Advertentie
Princeton-university-press

De BVD in de Nederlandse politiek

Hoe schat je in wanneer het democratisch bestel gevaar loopt en met welke middelen mag dit van overheidswege worden beschermd? Ben de Jong schetst hoe De BVD in de politiek van Jos van Dijk op het eerste gezicht het bestaan van de Binnenlandse Veiligheidsdienst afweegt tegen het daadwerkelijke gevaar dat uitging van de Communistische Partij Nederland. Maar, schrijft De Jong, in de vraag of dit gevaar het ingrijpen van de BVD wel rechtvaardigde schuilt de verleiding om nu, decennia later, de angst voor het communisme als ‘overdreven’ te bestempelen en daarmee de acties van de BVD als te ver gaand.

Besproken boeken

De Binnenlandse Veiligheidsdienst (BVD) heeft zich tijdens de Koude Oorlog op ontoelaatbare wijze met de Nederlandse binnenlandse politiek bemoeid. Dat is de belangrijkste stelling van De BVD in de politiek van Jos van Dijk, en daar lijkt op het eerste gezicht iets voor te zeggen.

Een politieke partij die volkomen legaal was en zelfs gekozen vertegenwoordigers in het parlement had, werd op allerlei manieren bespioneerd en de privacy van leidende figuren werd systematisch geschonden.

Als het op de bestrijding van politiek extremisme aankwam, waren – om voor de hand liggende redenen – de Communistische Partij Nederland (CPN) en daarmee gelieerde organisaties het belangrijkste doelwit van de BVD. De dienst besteedde in de periode waar het in dit boek om gaat (grofweg de jaren vijftig en zestig van de twintigste eeuw) weliswaar ook enige aandacht aan extreemrechts, maar dat was in vergelijking met de focus op het communisme verwaarloosbaar. De BVD hield zich voorts ook bezig met contraspionage, dat wil zeggen het tegengaan van inlichtingenoperaties van buitenlandse diensten, maar dat aspect laat Van Dijk grotendeels buiten beschouwing.

De BVD en de CPN

Hoe ging de dienst in het geval van de CPN te werk? Allereerst door vooral die partij – maar ook geestverwante organisaties als de Vereniging Nederland-USSR (Vernu) – met tal van agenten te penetreren. Daarnaast werden de nodige sleutelfiguren binnen de CPN en daarbuiten afgeluisterd met microfoons in hun eigen woning of via hun telefoons. De agenten deden zich voor als communisten, maar rapporteerden regelmatig aan de BVD over de gang van zaken achter de schermen binnen de partij.

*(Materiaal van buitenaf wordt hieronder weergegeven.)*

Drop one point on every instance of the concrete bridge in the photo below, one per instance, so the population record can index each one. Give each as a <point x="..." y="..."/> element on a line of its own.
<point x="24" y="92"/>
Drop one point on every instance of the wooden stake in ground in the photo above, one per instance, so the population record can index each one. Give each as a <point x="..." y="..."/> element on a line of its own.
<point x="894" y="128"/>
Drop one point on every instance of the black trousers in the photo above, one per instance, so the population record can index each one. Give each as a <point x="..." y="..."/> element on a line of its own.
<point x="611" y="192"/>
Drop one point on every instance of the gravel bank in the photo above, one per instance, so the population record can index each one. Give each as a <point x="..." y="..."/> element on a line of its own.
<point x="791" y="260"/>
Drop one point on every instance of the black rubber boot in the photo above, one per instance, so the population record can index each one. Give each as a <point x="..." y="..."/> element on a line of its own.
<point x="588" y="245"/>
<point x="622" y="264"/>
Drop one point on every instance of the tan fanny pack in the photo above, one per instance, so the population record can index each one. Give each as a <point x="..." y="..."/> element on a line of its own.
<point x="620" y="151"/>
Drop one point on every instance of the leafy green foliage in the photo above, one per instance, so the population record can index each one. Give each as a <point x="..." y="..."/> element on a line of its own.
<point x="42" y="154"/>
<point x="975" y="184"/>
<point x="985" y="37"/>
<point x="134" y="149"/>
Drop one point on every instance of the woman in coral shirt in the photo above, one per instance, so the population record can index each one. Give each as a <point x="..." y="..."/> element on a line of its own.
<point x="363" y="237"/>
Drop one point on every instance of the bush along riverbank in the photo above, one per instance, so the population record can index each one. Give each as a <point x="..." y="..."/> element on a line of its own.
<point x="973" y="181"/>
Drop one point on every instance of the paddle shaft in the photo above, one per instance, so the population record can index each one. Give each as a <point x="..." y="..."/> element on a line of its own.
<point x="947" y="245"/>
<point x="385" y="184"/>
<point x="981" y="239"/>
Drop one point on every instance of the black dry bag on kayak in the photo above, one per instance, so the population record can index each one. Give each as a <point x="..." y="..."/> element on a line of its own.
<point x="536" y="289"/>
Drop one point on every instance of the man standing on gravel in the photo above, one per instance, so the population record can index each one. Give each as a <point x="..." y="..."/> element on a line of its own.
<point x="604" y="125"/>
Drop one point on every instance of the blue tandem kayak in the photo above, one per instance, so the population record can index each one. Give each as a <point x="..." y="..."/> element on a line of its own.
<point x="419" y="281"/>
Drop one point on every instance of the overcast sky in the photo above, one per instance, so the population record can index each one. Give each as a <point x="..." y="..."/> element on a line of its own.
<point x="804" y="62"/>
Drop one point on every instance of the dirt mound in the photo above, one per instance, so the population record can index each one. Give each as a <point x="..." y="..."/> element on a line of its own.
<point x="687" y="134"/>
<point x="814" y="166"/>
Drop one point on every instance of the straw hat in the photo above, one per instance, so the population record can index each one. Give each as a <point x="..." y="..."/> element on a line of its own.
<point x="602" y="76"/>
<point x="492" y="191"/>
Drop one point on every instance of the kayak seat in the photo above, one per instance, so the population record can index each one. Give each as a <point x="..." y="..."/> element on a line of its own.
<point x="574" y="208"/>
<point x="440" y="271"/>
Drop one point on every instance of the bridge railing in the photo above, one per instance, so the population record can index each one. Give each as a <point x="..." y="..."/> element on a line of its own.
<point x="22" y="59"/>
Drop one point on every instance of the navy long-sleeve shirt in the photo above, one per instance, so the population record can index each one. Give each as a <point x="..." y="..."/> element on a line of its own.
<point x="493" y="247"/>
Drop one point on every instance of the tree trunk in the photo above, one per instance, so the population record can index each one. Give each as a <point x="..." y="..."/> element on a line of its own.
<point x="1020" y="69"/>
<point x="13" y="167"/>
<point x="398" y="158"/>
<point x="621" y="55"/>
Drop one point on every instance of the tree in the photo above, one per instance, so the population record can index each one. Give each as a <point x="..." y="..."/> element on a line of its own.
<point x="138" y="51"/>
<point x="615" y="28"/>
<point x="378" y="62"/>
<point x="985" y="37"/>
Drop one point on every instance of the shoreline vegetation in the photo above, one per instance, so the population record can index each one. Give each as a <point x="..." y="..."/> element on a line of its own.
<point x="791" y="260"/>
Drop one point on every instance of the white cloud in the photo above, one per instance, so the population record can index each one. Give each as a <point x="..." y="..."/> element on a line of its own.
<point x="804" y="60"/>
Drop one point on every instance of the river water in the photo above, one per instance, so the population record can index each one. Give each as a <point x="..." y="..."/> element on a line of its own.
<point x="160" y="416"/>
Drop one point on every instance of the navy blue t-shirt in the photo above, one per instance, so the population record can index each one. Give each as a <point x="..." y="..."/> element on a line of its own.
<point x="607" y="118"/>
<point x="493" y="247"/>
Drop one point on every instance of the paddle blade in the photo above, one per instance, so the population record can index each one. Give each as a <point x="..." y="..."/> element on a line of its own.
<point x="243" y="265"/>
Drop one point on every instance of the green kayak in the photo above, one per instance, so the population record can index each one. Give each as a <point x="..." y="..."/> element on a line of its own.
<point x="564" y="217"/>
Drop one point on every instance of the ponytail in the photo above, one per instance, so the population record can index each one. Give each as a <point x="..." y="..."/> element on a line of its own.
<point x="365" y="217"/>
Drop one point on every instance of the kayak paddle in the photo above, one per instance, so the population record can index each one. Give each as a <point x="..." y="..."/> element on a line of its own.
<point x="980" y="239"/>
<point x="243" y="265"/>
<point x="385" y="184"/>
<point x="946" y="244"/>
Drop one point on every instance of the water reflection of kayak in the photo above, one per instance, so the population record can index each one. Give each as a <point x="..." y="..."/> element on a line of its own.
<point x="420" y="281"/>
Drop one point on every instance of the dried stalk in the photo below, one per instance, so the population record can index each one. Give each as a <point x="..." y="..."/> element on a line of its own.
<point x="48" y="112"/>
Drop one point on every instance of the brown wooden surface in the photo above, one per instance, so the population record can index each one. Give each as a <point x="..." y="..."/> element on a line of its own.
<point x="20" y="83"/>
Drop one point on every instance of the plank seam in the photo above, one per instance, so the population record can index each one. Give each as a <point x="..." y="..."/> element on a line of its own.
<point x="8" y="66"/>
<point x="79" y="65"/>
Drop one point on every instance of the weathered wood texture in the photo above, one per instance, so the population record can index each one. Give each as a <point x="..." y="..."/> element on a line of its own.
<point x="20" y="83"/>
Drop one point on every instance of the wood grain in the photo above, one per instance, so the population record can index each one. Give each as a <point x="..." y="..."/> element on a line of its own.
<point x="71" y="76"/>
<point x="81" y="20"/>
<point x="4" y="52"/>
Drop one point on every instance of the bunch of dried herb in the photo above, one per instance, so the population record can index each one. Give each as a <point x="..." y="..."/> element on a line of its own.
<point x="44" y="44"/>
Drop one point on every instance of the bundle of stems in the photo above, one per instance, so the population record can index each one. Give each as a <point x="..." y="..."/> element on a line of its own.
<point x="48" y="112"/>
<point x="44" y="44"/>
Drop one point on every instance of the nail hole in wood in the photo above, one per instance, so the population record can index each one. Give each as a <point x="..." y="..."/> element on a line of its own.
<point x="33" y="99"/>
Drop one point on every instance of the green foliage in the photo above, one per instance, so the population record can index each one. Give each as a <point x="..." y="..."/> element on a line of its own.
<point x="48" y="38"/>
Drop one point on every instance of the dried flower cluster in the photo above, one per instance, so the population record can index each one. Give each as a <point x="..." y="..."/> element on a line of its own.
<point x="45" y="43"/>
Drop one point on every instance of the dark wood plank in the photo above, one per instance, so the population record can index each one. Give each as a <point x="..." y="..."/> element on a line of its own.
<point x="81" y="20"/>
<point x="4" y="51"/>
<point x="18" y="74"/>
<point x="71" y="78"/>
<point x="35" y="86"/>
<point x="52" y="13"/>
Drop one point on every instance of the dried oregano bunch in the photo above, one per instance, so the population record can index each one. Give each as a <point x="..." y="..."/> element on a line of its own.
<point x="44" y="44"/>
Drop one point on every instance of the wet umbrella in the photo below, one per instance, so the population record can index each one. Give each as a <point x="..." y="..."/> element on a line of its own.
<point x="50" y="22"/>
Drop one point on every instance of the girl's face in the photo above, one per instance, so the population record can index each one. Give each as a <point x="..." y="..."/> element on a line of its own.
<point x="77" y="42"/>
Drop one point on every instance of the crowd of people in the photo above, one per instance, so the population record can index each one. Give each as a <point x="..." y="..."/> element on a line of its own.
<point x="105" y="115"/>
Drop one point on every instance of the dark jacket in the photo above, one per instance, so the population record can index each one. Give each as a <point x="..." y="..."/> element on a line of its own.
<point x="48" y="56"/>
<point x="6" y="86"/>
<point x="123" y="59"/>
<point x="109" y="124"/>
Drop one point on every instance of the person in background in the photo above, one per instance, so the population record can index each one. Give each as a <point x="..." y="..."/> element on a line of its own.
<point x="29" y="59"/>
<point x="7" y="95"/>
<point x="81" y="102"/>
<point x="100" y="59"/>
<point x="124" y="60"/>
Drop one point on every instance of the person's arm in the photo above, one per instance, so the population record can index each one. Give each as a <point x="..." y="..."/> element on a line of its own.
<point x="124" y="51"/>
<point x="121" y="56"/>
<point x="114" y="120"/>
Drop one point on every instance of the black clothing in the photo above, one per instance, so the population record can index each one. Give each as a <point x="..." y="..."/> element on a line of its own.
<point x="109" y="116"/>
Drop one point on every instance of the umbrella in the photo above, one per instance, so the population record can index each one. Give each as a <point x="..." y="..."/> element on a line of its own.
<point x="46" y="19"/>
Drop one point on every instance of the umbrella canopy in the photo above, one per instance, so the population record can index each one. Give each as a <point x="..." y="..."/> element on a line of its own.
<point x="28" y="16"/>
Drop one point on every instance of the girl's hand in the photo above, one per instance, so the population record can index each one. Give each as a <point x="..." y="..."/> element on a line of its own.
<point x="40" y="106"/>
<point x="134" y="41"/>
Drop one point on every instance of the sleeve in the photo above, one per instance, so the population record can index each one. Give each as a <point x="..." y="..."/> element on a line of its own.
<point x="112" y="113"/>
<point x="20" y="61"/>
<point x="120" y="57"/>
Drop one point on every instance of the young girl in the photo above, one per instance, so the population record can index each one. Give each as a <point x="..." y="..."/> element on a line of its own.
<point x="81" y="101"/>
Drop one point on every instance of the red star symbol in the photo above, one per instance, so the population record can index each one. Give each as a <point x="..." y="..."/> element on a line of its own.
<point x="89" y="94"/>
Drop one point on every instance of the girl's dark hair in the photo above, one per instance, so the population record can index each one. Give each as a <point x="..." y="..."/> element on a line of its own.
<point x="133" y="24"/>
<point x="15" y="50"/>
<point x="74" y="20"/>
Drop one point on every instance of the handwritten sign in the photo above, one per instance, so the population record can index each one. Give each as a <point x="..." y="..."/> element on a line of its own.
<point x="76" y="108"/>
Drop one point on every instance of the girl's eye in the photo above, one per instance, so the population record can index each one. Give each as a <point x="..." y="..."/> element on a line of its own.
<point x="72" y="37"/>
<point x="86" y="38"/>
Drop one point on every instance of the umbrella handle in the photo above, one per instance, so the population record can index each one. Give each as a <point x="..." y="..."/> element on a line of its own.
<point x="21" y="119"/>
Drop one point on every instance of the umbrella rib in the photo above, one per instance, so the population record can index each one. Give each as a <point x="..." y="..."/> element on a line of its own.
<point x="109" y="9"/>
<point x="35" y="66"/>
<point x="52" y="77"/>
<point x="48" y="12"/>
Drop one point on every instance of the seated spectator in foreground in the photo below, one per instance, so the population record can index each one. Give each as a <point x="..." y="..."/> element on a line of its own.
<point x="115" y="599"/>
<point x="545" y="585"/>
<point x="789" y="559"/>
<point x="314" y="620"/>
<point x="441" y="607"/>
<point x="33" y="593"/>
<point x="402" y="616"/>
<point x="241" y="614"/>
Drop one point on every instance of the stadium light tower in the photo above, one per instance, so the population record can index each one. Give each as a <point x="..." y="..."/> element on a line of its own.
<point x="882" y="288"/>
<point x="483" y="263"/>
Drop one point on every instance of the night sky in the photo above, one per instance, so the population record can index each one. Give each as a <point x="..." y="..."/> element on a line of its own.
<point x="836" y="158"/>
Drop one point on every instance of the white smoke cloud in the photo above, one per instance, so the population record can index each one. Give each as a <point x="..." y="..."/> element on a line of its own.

Iemand als Paul de Groot, decennialang de leidende figuur binnen de CPN, werd zo’n vijfentwintig jaar lang met meerdere microfoons in zijn woning afgeluisterd. In het BVD-jargon van die tijd heette dat een ‘M-actie’; een ‘T-actie’ was de term die men gebruikte voor het afluisteren van een telefoon.*

Die acties tegen de CPN leidden op z’n zachtst gezegd tot een paradoxale situatie: een politieke partij die volkomen legaal was en zelfs gekozen vertegenwoordigers in het parlement had, werd op allerlei manieren bespioneerd en de privacy van leidende figuren werd systematisch geschonden. De reden daarvan was natuurlijk dat de activiteiten van de CPN door de Nederlandse overheid en door de meeste burgers werden gezien als een gevaar voor de bestaande democratische orde: men dacht dat er een grote kans was dat de partij in het geval van een eventuele oorlog met de Sovjet-Unie de kant van de vijand zou kiezen – zoals de NSB onder Anton Mussert dat in 1940-1945 ook had gedaan. Die angst voor het communisme leefde sterk bij de Nederlandse overheid en werd door brede lagen van de bevolking gedeeld. Dramatische gebeurtenissen als de communistische machtsovername in Praag van 1948 en het neerslaan van de Hongaarse Opstand in 1956 riepen vaak heftige emoties op. De operaties van de BVD werden dan ook uitgevoerd met goedkeuring van zittende regeringen, in het bijzonder van de opeenvolgende ministers van Binnenlandse Zaken die de dienst onder hun hoede hadden.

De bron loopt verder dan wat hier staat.